Pilar se acercó y le acaricio
la barbilla.
-les conté cuando el buen Jack
fue atrapado por cinco de los otros y fue torturado por un día hasta que…
-si mamá- dijo la niña con
voz tediosa, Calila estaba aburrida. Lita prefirió guardar silencio.
-estos niños de hoy- meció la
cabeza y su pelo pajoso no se movió- bueno anda con tu padre que está en el
gimnasio.
La niña se paró y corrió feliz
donde su padre. Calila era la viva imagen de su papá, un hombre hermoso de piel
lisa y pelo oscuro como la noche. Tenía un cuerpo fibroso y limpio de bellos. Sus
cejas eran perfectas, tal como eran las de Calila, pero debajo de ellas estaba
lo feo del hombre. Su vista era desquiciada, expandían una energía tétrica, si
lo observabas más del tiempo debido, tus pelos comenzaban a erizarse. Lita nunca
vio una escena violenta del hombre, pero como Pilar se refería a él, parecía que
le tenía miedo. Calila era la única que no parecía notar esa oscuridad en su padre.
Los ojos tristes de Pilar llamaban
la atención de lita, se había quedado sentada observándola. Esos ojos ocultaban historias mucho más de lo que la madre de Calila contaba. Pilar también había sido una mujer libre, aunque
no acostumbraba a contar su historia. La única vez que hablo de su madre, su
gesto había cambiado. El entusiasmo no era el mismo con el que se expresaba de Jack,
que cada vez que mencionaba algo de él, lo hacía con un deje de admiración.

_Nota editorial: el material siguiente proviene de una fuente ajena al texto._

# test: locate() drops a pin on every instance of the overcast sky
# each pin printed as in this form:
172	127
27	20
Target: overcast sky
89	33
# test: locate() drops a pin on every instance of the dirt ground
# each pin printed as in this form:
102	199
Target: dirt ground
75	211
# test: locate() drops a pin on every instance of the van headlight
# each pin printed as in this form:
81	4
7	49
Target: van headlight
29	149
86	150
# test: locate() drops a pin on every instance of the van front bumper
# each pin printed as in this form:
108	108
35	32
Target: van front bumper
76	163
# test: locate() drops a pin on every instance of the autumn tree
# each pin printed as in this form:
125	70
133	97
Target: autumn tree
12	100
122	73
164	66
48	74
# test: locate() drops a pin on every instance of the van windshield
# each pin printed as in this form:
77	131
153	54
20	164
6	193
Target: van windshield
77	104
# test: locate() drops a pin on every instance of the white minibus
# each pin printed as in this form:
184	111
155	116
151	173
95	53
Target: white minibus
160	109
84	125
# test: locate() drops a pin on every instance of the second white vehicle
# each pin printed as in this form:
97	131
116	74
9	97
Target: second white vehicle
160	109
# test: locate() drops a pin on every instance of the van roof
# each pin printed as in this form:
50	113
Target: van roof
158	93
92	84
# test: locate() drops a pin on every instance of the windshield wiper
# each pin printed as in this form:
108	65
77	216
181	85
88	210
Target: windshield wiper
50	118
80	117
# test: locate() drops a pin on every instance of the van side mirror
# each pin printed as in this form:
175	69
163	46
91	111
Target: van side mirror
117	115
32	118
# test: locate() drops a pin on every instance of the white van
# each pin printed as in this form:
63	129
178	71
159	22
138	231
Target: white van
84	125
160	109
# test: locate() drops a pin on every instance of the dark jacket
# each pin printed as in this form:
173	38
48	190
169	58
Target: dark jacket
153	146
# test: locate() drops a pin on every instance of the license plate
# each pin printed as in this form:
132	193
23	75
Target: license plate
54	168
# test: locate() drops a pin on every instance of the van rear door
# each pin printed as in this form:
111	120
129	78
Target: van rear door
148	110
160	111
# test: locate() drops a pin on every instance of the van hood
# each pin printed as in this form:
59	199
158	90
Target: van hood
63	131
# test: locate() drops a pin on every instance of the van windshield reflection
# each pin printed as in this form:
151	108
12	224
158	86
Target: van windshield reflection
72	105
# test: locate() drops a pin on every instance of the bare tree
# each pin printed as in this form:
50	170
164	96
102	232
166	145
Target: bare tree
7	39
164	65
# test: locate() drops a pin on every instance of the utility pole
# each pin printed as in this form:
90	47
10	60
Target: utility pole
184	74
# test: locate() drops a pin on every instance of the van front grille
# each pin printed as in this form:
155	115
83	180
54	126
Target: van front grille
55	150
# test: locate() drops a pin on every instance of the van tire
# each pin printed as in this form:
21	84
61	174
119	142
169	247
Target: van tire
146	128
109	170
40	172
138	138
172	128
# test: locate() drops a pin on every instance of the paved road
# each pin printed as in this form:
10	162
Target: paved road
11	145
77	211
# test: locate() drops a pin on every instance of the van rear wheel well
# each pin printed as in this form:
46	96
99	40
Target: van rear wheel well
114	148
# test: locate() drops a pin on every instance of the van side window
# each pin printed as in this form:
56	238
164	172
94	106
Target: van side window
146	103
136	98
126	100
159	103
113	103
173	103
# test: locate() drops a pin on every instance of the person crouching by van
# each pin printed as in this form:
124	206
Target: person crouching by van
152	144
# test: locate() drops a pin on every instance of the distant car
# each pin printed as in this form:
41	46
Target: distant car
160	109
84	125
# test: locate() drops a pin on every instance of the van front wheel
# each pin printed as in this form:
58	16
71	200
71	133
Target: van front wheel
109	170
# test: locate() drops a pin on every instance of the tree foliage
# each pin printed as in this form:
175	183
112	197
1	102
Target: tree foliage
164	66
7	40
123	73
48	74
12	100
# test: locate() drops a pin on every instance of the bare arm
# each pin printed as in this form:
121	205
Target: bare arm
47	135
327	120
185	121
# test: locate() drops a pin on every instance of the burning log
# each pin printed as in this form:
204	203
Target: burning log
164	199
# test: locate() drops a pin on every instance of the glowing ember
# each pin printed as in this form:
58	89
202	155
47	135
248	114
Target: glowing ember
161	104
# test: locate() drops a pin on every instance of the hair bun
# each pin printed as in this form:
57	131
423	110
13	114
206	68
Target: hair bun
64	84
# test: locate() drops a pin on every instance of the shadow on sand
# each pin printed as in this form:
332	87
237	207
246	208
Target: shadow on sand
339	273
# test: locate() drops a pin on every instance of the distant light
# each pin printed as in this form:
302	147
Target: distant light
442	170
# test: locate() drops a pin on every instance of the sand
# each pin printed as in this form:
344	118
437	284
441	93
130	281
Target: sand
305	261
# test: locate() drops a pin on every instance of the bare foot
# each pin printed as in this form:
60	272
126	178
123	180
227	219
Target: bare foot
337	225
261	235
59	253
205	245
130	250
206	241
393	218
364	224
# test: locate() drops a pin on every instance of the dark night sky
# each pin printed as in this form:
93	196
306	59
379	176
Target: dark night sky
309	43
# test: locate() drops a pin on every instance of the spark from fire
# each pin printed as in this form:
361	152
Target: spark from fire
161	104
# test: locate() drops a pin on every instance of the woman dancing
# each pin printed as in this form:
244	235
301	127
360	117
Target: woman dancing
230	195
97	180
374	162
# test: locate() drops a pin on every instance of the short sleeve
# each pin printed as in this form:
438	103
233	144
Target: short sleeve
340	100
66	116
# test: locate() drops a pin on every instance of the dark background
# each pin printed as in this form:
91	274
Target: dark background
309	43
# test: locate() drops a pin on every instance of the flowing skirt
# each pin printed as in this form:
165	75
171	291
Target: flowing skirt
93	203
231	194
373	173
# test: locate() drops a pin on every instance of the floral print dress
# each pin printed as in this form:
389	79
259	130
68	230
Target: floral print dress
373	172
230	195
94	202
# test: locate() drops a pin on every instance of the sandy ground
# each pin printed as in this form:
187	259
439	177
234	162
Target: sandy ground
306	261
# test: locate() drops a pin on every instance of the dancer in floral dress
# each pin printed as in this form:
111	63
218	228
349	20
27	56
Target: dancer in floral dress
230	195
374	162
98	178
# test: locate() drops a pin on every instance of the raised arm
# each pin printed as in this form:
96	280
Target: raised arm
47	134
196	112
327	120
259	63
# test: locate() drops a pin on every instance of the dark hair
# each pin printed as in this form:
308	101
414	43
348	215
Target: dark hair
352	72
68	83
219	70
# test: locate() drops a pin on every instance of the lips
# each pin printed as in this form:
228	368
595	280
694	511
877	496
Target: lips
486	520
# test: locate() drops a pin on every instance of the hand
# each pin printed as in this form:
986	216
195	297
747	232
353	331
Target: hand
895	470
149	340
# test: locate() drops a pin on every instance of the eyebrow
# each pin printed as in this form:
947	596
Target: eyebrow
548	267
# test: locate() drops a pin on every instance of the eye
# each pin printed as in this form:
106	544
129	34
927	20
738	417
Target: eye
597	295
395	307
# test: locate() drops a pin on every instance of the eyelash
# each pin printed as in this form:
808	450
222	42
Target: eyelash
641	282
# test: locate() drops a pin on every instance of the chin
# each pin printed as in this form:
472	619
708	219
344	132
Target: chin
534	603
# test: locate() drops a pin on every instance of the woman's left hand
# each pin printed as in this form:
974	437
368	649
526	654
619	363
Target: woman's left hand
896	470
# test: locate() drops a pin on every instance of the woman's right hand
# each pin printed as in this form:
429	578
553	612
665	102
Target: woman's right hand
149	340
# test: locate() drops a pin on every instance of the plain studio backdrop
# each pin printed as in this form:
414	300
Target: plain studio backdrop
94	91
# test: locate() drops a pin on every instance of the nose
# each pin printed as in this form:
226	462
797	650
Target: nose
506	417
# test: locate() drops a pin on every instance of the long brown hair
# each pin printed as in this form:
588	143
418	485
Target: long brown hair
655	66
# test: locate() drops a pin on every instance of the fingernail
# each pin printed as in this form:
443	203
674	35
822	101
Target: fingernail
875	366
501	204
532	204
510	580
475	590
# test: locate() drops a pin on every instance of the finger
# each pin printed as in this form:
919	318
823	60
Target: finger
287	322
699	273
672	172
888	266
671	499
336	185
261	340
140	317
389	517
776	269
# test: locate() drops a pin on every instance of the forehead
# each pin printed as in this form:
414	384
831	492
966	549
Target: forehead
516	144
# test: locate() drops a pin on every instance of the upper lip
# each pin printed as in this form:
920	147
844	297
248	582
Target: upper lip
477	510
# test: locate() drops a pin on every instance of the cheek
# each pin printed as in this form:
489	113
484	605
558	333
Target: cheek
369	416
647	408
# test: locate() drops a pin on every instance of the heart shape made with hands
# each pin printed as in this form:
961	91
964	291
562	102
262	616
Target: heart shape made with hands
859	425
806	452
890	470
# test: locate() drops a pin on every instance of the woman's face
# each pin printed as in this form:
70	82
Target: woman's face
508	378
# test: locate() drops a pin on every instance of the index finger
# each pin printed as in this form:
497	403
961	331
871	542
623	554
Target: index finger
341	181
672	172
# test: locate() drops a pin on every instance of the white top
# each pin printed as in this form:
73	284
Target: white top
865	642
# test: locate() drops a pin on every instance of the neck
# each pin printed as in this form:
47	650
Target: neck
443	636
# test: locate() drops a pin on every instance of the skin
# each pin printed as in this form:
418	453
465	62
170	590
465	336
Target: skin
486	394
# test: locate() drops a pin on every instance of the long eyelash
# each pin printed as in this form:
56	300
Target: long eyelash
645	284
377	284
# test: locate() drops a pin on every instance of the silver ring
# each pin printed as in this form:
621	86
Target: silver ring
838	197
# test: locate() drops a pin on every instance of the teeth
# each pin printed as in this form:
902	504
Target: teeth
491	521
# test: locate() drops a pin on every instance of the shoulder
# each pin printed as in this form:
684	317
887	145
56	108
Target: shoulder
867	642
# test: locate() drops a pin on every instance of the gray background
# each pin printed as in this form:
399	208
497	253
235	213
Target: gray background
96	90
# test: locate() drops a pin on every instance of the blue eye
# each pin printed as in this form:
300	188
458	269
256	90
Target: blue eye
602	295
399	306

Cuando
ella hablo de su madre, en su rostro se veía temor, tristeza, cosas que no quería
recordar. Quizás por eso mismo entendía a Jack y no lo presionaba a que le
contara más sobre la aldea.
La mujer noto la mirada cargada
de lita, noto que su rostro estaba hablando por si solo así que se apresuró en
dibujar su rutinaria sonrisa falsa.
-chica, ¿no quieres ir con Calila?- amplio su sonrisa, hasta que sus ojos desaparición de lo achinados que
estaban.
-¿cómo llegaste acá Pilar?
El rostro le cambio, se enmudeció. La pregunta la descoloco hasta el punto de no alcanzar a aparentarlo. De repente todo los sonidos ambientes se intensificaron. En el rostro de la
vieja pilar se veía la interrogación, ¿cómo respondería a tal pregunta?
Un viento aún más fuerte se coló
por la parte de arriba del overol, el hielo recorrió su espalda hasta que la despertó.
Cuando abrió los ojos, la luz ya estaba por irse. El aire estaba mucho más
frio. Se apoyó en sus manos y miro a su alrededor. Calila y Drago estaban
abrazados a una esquina. Lita se paró y camino al medio del lugar, miro lo único
que aun podía gozar de la libertad. El cielo.
-¿que habrás visto Jack? que no quisiste hablar de ello- le pregunto a las pocas estrellas que se veían. pero ninguna de ellas le respondió, en cambio se ocultaron con las espesas nubes mas la luz que irradiaba de los otros.